The United States economy grew by a whopping 4.1 percent last quarter, and President Donald Trump took to the podium Friday morning, giving a speech in the White House South Lawn where he took credit for the growth and promised that the high numbers would be sustained throughout his presidency. Leading economists, however, are not so sure.
"This isn't a one-time shot," Trump told reporters. "I happen to think we're going to do extraordinarily well in our next report, next quarter."
"I don't think that's right," Jared Bernstein, a senior fellow at the Center on Budget and Policy Priorities and former chief economist to Vice President Joseph Biden, told Newsweek. "Exports got a boost from farmers who were selling their agricultural products to our trading partners ahead of the tariffs, and government spending that we put on the national credit card is producing growth as well. But the underlying trend is closer to 2.5 percent."
Josh Bivens, director of research at the Economic Policy Institute, agreed that growth at this level is not sustainable in the long run. "Economic growth is determined by the labor force and productivity and no one thinks productivity is going to rise more than 1.5 or 2 percent and no one thinks the labor force can grow faster than 1 percent," he told Newsweek.

Bivens pointed out that this level of growth is not as unusual as Trump says it is. "We've had six months of growth right around 3 percent," he explained. "That has happened plenty of times before, and it's settled back down."
"Back in 2014 there were a couple of quarters with 4.5 and 5 percent growth," agreed Bernstein. "Any quarterly GDP report can be an outlier, you have to average out the dips and pops over the long term to see if there's a pattern of sustained growth."
Trump credited the increase in growth to his tough trade policy and increased tariffs on American allies. "I'm honored to see the trade deficit shrink so much," he told reporters. Exports grew by 9.3 percent in the second quarter of 2018, while imports only grew by 0.5 percent, shrinking the trade deficit by about $50 billion.
"We're on track to hit the highest annual average growth rate in over 13 years and I will say this right now, and I'll say it strongly, as the trade deals come in one by one, we're going to go a lot higher than these numbers and these are great numbers," Trump said.
"He got that one upside down," explained Bernstein. "The trade war is likely to slow overall growth a bit due to its disruption of trade flows. It's widely recognized that this spike in exports was farmers trying to avoid the impact of the tariffs, so it doesn't seem that this is the success of his actions."
Soybean exports, for example, increased nearly 50 percent year-over-year in the second quarter. It seems unlikely that it was the demand that drove those exports, but instead a fear of increasing prices.

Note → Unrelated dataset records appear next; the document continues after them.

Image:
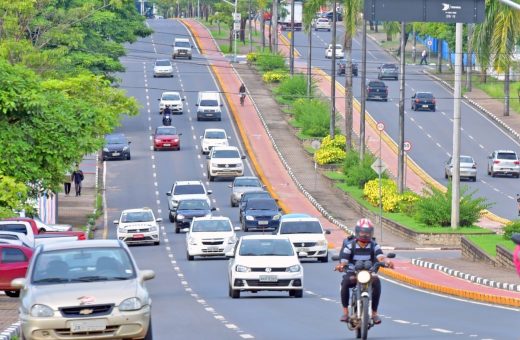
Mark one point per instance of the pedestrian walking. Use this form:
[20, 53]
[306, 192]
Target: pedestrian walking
[77, 177]
[424, 54]
[67, 182]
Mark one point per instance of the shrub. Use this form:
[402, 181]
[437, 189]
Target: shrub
[274, 76]
[313, 116]
[270, 61]
[389, 195]
[292, 88]
[434, 208]
[329, 155]
[511, 228]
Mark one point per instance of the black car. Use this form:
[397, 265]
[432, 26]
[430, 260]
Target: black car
[388, 71]
[377, 90]
[117, 146]
[423, 101]
[188, 209]
[341, 68]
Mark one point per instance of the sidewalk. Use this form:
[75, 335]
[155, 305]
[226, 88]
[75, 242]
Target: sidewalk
[262, 128]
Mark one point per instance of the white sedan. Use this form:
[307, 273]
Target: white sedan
[210, 236]
[339, 52]
[265, 262]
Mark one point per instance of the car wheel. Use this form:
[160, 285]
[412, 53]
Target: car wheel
[233, 293]
[12, 293]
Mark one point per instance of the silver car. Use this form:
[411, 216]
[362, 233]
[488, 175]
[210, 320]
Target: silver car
[503, 162]
[84, 290]
[468, 168]
[243, 184]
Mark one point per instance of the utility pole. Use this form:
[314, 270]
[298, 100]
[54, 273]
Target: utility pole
[455, 179]
[400, 145]
[332, 131]
[291, 51]
[363, 91]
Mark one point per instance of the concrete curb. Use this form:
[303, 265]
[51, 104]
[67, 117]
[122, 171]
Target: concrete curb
[11, 331]
[473, 278]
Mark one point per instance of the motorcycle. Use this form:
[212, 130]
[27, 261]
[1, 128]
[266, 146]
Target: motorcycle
[167, 120]
[360, 308]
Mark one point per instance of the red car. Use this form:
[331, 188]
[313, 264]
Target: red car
[166, 137]
[14, 260]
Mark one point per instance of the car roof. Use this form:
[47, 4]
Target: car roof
[81, 244]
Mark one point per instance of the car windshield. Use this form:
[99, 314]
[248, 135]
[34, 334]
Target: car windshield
[300, 227]
[189, 189]
[226, 154]
[208, 102]
[208, 226]
[166, 130]
[215, 135]
[266, 247]
[182, 44]
[136, 216]
[247, 182]
[263, 204]
[82, 265]
[171, 97]
[163, 63]
[115, 139]
[193, 205]
[506, 155]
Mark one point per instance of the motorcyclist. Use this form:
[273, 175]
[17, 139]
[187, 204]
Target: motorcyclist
[362, 247]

In the third quarter of 2018, the Trump administration has had to administer a $12 billion bailout to farmers hurt by the trade wars. "The math is simple. You tax soybean exports at 25 percent, and you have serious damage to U.S. farmers," said John Heisdorffer, a president of the American Soybean Association (ASA), in a statement.
The president also credited his $1.5 trillion in tax cuts for boosting the economy, but economists worry that while excessive borrowing will superficially boost the economy, it cannot be sustained without mounting repercussions.

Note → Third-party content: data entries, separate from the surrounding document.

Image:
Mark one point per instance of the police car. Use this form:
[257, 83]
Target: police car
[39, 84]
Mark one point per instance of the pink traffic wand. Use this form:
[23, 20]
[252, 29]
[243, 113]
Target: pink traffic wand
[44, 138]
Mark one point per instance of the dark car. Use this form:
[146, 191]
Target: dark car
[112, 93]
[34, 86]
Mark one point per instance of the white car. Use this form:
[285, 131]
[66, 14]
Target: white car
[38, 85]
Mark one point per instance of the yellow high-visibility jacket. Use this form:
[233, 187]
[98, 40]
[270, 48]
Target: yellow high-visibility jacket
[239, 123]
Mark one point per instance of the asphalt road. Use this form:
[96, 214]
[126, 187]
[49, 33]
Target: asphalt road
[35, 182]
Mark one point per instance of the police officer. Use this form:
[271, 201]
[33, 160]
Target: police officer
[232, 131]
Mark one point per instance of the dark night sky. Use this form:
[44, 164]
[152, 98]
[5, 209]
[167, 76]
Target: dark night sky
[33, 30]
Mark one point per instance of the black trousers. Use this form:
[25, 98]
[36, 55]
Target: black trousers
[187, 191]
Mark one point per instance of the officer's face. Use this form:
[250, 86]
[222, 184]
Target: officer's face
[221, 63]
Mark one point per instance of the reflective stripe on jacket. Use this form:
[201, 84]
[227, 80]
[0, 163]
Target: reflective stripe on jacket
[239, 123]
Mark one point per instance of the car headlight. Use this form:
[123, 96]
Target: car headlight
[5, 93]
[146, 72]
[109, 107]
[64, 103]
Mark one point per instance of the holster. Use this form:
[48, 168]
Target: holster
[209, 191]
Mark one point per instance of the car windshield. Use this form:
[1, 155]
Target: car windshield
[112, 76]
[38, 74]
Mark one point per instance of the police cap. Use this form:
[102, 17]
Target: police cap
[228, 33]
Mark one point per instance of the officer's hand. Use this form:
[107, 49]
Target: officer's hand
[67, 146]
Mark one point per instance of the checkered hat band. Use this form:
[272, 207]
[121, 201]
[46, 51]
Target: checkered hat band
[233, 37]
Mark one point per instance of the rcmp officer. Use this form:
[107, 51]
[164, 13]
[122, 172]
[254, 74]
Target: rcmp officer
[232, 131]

"One quarter's GDP estimates hardly indicate that the economy is experiencing the sustained, broad-based growth that tax cut proponents promised would happen," wrote the Center for American Progress in a statement. "Indeed, as the wage data show, the economy's gains have not trickled down to regular workers. In fact, President Trump's policies have only made it harder for them to get ahead."

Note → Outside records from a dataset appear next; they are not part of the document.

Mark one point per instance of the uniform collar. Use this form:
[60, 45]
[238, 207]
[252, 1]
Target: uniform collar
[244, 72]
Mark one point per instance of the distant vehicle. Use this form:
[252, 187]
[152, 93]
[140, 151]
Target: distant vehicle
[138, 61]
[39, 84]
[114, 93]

Deficit watchdog group, Committee for a Responsible Federal Budget, agreed with that sentiment. "This rapid growth is largely the effect of a one-time sugar high and is not representative of likely growth over the course of the next year, let alone the next decade," they wrote in a statement. "Most analysts continue to estimate that real GDP will grow by about 3 percent this year and by 2 percent or less annually over the next decade."
Senator Martin Heinrich, ranking member of the Joint Economic Committee added in a statement that this increase in GDP does not make a difference in America's growing levels of inequality. "The Republican tax law benefits corporations and the wealthiest among us, all while working families continue to see little or no change in their wages," he explained.